ITG’s Hitesh Mittal Discusses Regulatory Landscape at SIFMA Dark Pools Symposium

With the SEC’s meeting on equity market structure just last week, it is no surprise that many of the issues addressed by the regulators were also top of mind at today’s SIFMA Dark Pool Symposium. ITG’s Head of Liquidity Management, Hitesh Mittal, participated on the “End-Users and Execution” panel, which addressed not only the initiatives outlined in the recent SEC concept release, but more importantly, how those policies might affect investors.

The panel, which was moderated by Brett Redfearn of JP Morgan and included representatives from Fidelity, Morgan Stanley, Alliance Bernstein, and Rosenblatt, was kicked off with a fundamental question: has the quality of the markets been impacted negatively by the increased volume of trading in dark pools? The panel unanimously agreed that the markets are functioning as well as they ever had and that dark liquidity is benefiting investors. However, most on the panel agreed that there should be distinctions between the quality and characteristics of various dark pools, specifically those that solicit orders and send out IOIs. Hitesh outlined three key benefits of dark pools for investors:

1) less information leakage
2) price improvement
3) less adverse selection than in the displayed markets.
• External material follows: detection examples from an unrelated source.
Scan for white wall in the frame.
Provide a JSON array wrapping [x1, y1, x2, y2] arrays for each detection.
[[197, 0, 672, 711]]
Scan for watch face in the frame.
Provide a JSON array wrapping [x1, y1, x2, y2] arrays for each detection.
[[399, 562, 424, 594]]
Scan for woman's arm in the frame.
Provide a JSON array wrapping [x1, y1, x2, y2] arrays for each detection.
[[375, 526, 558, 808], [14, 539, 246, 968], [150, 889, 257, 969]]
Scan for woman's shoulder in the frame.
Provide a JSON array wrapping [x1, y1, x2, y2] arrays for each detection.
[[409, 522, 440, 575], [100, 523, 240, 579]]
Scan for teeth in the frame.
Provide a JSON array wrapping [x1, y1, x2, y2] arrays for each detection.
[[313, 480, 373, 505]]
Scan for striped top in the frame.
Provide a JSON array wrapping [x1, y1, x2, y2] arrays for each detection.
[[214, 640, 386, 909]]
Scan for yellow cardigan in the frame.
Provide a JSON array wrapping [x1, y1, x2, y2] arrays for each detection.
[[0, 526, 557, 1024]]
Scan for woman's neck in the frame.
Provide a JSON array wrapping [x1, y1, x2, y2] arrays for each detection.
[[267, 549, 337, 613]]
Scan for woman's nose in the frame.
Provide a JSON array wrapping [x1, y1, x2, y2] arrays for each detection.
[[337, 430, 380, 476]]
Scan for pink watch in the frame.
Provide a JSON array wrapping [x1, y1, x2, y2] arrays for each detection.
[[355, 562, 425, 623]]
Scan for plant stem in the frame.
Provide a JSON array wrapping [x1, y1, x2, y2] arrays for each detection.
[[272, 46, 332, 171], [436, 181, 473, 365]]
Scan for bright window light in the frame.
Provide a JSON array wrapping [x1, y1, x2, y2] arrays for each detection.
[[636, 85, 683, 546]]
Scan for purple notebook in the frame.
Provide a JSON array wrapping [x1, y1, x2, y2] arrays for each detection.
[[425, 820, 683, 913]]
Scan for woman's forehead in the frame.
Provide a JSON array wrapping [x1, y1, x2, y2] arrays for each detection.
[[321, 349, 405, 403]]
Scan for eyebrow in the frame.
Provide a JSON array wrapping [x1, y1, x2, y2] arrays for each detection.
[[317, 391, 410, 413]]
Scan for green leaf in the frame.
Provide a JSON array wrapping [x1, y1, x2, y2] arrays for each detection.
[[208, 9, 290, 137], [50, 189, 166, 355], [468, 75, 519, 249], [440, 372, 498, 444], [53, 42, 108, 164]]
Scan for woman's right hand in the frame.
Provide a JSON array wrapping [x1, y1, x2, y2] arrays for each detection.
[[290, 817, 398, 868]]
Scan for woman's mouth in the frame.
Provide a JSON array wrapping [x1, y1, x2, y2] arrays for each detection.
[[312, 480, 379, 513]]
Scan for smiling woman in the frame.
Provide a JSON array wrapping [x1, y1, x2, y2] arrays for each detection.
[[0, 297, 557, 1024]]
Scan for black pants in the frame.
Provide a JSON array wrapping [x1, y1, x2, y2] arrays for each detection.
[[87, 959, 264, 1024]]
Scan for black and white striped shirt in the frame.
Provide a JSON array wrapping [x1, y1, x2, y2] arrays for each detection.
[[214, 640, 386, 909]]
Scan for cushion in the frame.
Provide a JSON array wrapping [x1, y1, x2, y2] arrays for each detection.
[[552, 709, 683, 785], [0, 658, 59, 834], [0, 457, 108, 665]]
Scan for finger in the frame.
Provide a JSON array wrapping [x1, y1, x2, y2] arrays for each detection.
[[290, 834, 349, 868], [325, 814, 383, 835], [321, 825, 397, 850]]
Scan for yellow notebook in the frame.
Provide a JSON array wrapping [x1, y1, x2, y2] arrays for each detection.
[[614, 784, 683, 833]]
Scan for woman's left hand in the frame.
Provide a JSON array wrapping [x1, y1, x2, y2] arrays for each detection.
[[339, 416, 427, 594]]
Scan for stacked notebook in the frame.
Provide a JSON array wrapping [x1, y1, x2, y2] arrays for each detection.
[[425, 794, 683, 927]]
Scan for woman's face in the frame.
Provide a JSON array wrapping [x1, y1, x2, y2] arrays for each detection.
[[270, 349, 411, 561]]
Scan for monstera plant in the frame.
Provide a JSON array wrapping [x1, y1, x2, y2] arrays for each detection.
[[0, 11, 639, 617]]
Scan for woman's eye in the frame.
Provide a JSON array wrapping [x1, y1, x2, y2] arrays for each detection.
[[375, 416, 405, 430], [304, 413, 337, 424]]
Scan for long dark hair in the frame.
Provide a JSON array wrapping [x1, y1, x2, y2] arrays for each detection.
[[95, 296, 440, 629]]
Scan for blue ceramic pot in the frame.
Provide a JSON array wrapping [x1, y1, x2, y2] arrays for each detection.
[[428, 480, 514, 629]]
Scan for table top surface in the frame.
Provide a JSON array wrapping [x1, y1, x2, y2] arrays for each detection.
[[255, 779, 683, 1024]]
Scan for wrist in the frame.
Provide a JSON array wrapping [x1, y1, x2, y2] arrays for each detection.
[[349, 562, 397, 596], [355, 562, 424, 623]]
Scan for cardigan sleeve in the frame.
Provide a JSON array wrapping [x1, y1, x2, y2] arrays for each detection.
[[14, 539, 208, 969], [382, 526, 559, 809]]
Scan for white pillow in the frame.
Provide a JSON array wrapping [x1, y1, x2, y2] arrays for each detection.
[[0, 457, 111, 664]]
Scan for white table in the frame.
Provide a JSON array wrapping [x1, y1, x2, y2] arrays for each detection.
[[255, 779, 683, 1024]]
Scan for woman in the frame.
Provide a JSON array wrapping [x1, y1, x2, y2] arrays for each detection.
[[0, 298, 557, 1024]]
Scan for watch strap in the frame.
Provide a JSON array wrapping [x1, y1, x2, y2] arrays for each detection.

Another controversial topic set off by the SEC’s recent concept release involved the issue of real-time disclosure to the tape. Although some felt that real-time reporting would help investors assess the performance of each trading venue, the majority believed that real-time trade reporting and disclosure of trading venues could deter some asset managers from sending large orders in dark pools, ultimately decreasing liquidity. The majority of the panel did not see any upside to real-time disclosure and preferred that the regulators adopt either delayed or end-of-day reporting.